Peki, Romanya, bir Schengen ülkesi değil. Yani Romanya vizesiyle veya oturum kartıyla doğrudan Schengen ülkelerine giremiyorsunuz; bunun için tekrar Schengen vizesi almanız gerekiyor. Ben de oturum kartımı alır almaz işe koyuldum. Bükreş’teki konsolosluklara teker teker e-mail atıp aradıkları şartları ve vize ücretlerini öğrendim. Daha sonra oturum kartımla bir bankaya gidip hesap açtım. Bir gün elime birkaç tane kağıt aldım ve rota oluşturmaya başladım. Hangi ülkeden başlasam ve nereye gitsem diye birkaç tane rota hazırladım. Schengen vizesine başvuru da aranan önemli şartlardan biri ise ilk giriş ülkesinden başvuru yapmak. Bazı ülkeler en az bir yıllık geçerliliği olan oturum izni aradığı; bazıları vize ücretini ve bazıları ise hesapta gösterilecek para miktarını yüksek tuttuğu için pek şansım kalmamıştı esasında. Geride tek bir seçenek vardı: Avusturya. Avusturya’dan rota çizmek çok daha kolay ve hesaplı oluyordu. Ayrıca Avusturya’dan ayrılış itibaren en az üç aylık geçerli oturum izni olması yeterliydi. Bu sebeple vize başvurumu Avusturya’dan yaptım. Uçak biletlerimi, hostel rezervasyonlarımı, banka hesap dökumanını ve Romanya’da ESC projesi ile kaldığımı kanıtlayan belgeleri aldım ve konsolosluğun yolunu tuttum. Evraklarımı iki kişi toplam bir saatte inceledi. Ee, 12 günlük vize için bir saat görüşmeye girip çıkınca kesin vermeyecekler diye sızlanmaya başlamıştım ki birkaç gün sonra vizemin hazır olduğunu söylediler. Böylelikle 20 Mart günü atladım uçağı ve soluğu Viyana’da aldım. Viyana’dan Barcelona; Roma, Budapeşte, Prag ve son olarak Krakow’a gittim. Kimi zaman check in saaitini kaçırdığım zaman havalimanında sabahlamak zorunda kaldım. Yürümekten ayaklarım yara olmuştu ve en son Krakow’da yorgunluktan bütün günü parkta oturup Bükreş’e geri dönmeyi bekleyerek geçirdim.

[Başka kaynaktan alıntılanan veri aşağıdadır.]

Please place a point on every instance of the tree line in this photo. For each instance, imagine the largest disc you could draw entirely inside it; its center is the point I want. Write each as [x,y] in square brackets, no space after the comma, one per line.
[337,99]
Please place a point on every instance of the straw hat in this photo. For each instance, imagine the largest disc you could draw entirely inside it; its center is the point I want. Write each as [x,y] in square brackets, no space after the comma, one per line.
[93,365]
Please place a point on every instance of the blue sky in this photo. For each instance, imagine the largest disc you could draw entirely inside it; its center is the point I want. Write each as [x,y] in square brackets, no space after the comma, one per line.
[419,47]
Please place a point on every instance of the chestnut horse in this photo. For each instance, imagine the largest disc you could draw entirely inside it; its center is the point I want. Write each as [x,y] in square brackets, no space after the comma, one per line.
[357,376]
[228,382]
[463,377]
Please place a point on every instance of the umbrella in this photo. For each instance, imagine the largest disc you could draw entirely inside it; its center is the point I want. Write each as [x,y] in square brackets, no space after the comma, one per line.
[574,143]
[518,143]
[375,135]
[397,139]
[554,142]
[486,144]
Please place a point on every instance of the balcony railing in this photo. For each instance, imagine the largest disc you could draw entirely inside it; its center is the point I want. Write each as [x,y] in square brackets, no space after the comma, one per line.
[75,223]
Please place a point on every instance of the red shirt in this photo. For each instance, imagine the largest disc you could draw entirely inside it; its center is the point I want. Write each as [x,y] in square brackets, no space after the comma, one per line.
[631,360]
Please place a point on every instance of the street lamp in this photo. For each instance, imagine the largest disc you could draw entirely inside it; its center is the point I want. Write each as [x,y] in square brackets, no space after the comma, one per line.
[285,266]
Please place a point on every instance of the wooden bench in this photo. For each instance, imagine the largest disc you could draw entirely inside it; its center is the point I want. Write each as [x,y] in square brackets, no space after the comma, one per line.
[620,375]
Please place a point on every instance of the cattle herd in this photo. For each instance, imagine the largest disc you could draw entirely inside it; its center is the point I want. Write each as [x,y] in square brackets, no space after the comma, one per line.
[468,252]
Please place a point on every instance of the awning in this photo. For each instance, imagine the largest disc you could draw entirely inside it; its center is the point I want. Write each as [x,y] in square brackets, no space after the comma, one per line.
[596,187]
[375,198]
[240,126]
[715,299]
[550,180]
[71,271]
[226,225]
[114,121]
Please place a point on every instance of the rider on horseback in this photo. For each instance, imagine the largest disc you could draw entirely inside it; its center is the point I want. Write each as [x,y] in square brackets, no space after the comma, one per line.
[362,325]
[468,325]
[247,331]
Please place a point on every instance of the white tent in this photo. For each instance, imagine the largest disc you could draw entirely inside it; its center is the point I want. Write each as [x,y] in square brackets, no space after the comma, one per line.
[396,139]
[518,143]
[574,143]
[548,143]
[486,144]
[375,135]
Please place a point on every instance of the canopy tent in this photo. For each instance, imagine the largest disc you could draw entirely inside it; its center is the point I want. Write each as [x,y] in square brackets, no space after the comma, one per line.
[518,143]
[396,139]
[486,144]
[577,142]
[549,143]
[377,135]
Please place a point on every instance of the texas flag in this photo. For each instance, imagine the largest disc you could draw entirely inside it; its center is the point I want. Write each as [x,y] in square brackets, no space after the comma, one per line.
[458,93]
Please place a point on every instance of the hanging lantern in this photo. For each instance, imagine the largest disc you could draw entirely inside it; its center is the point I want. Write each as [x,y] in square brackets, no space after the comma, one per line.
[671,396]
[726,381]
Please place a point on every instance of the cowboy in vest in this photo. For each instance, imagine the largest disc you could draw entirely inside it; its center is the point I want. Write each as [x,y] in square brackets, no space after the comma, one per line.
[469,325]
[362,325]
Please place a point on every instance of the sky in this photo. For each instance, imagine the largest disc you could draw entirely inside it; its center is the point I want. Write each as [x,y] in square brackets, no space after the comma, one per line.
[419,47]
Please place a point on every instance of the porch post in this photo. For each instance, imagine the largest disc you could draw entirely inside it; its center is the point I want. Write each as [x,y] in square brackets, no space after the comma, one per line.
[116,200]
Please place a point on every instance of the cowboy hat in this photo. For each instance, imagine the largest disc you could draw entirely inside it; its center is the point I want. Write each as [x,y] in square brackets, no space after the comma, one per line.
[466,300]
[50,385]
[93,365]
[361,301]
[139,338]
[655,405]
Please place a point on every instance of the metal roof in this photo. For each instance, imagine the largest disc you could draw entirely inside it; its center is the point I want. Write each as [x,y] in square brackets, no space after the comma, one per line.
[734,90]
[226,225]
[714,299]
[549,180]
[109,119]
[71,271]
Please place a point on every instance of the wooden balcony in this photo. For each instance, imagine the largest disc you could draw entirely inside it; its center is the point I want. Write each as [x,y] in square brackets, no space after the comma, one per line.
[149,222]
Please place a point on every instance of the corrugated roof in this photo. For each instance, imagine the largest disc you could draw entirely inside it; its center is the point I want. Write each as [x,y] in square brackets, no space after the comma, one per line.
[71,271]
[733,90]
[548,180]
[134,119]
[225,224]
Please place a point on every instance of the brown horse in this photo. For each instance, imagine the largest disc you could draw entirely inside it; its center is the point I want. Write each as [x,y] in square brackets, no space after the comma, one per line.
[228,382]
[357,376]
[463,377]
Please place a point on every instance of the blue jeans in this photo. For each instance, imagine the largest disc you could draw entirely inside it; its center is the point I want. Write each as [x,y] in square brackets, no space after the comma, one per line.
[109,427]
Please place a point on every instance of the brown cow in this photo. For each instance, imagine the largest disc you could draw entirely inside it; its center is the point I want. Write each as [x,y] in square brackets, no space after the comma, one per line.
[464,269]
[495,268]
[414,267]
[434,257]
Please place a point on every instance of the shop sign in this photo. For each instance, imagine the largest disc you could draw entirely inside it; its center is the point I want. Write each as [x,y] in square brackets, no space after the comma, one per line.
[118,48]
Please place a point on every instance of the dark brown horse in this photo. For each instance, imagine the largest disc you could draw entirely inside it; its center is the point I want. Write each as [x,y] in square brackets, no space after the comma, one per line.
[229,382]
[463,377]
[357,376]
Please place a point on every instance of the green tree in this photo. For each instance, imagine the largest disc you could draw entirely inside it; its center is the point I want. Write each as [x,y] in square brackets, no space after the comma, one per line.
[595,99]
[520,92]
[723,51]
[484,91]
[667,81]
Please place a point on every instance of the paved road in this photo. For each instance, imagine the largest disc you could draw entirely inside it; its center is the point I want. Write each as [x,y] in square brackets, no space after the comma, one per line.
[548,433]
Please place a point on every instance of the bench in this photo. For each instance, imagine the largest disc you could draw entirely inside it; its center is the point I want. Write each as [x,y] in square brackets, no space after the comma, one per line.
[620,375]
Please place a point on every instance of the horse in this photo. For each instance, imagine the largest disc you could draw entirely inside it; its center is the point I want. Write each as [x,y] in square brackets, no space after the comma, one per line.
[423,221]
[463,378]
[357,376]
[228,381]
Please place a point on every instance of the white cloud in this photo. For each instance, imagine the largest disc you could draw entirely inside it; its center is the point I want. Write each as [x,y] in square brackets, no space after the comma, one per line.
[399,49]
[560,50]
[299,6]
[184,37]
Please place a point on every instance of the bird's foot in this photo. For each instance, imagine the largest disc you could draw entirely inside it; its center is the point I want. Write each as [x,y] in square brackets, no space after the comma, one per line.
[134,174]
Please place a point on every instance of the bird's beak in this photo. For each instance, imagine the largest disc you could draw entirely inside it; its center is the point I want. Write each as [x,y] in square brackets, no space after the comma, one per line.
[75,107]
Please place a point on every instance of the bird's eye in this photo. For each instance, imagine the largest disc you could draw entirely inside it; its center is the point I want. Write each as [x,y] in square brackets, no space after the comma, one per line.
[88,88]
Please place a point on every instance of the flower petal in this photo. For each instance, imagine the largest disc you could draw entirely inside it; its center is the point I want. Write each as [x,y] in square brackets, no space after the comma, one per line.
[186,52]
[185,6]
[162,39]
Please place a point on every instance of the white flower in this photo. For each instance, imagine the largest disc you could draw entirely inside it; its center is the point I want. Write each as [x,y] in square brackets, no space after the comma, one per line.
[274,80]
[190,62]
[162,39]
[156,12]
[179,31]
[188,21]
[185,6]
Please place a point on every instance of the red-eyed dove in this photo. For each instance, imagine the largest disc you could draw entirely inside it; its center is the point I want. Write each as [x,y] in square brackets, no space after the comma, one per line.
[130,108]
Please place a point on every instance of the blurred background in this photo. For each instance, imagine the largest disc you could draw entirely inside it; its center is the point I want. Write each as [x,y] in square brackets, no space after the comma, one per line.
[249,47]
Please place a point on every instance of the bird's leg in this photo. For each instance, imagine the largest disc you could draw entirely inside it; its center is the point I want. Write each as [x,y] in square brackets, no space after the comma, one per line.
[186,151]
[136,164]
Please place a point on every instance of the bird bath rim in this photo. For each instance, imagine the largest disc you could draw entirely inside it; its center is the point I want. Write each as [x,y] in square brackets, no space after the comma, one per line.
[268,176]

(Viyana’da ilk günümden şehrin en ünlü ve işlek caddesi olan Graben Caddesi’nden bir fotoğrafım)
Uçak biletlerini Ryanair ve Wizzair gibi ucuz uçak biletleri ile ünlü olan firmalardan aldım ve hepsine toplamda 80 Euro ödedim. Ortaokulda öğrenciyken Dan Brown’un kitaplarını okur ve Roma’ya gitme hayali kurardım. Aradan seneler geçtikten sonra kendimi aniden Roma’da buldum. Üstelik şans eseri Vatikan Müzesi’ne de girmiş bulundum. Gördüğüm en görkemli müzeydi diyebilirim. Bir de evden işe giderken bile neredeyse bavul taşıyacak olan ben on gün boyunca tek bir sırt çantası ile karış karış gezdim. Kaldığım hostellerde, sokaklarda farklı insanlarla tanıştım ve bazen dillerini bile bilmediğim insanlarla bir şehri adımladım. Yağmuruyla çamuruyla; kimi zaman yorgun kimi zaman uykusuz kimi zaman fazla enerjik ruh halimle mükemmel bir geziydi. Eğer bir gün uzun dönem gönüllüsü olup Romanya’ya gelirseniz kesinlikle oturum kartınızı alır almaz işe koyulun derim J
Mart ayına damgasını Avrupa turum vurdu belki de ama bu ay Bükreş Ulusal Opera Binası’nda sadece 25 lei vererek operaya gittim. Ve son olarak Romanya’nın en güzel şehirlerinden biri olan Braşov’a kısa bir yolculuğum oldu. Opera biletlerine Opera Binası’nın sitesinden alabilirsiniz. Son olarak Braşov’da Centrul Vecii’de buradayken yediğim en lezzetli papanaşiyi yediğimi ve ulusal tren firması olan CFR ile değil rakip firmalardan biriyle daha konforlu, hızlı bir yolculuk yaptımı da eklemeliyim.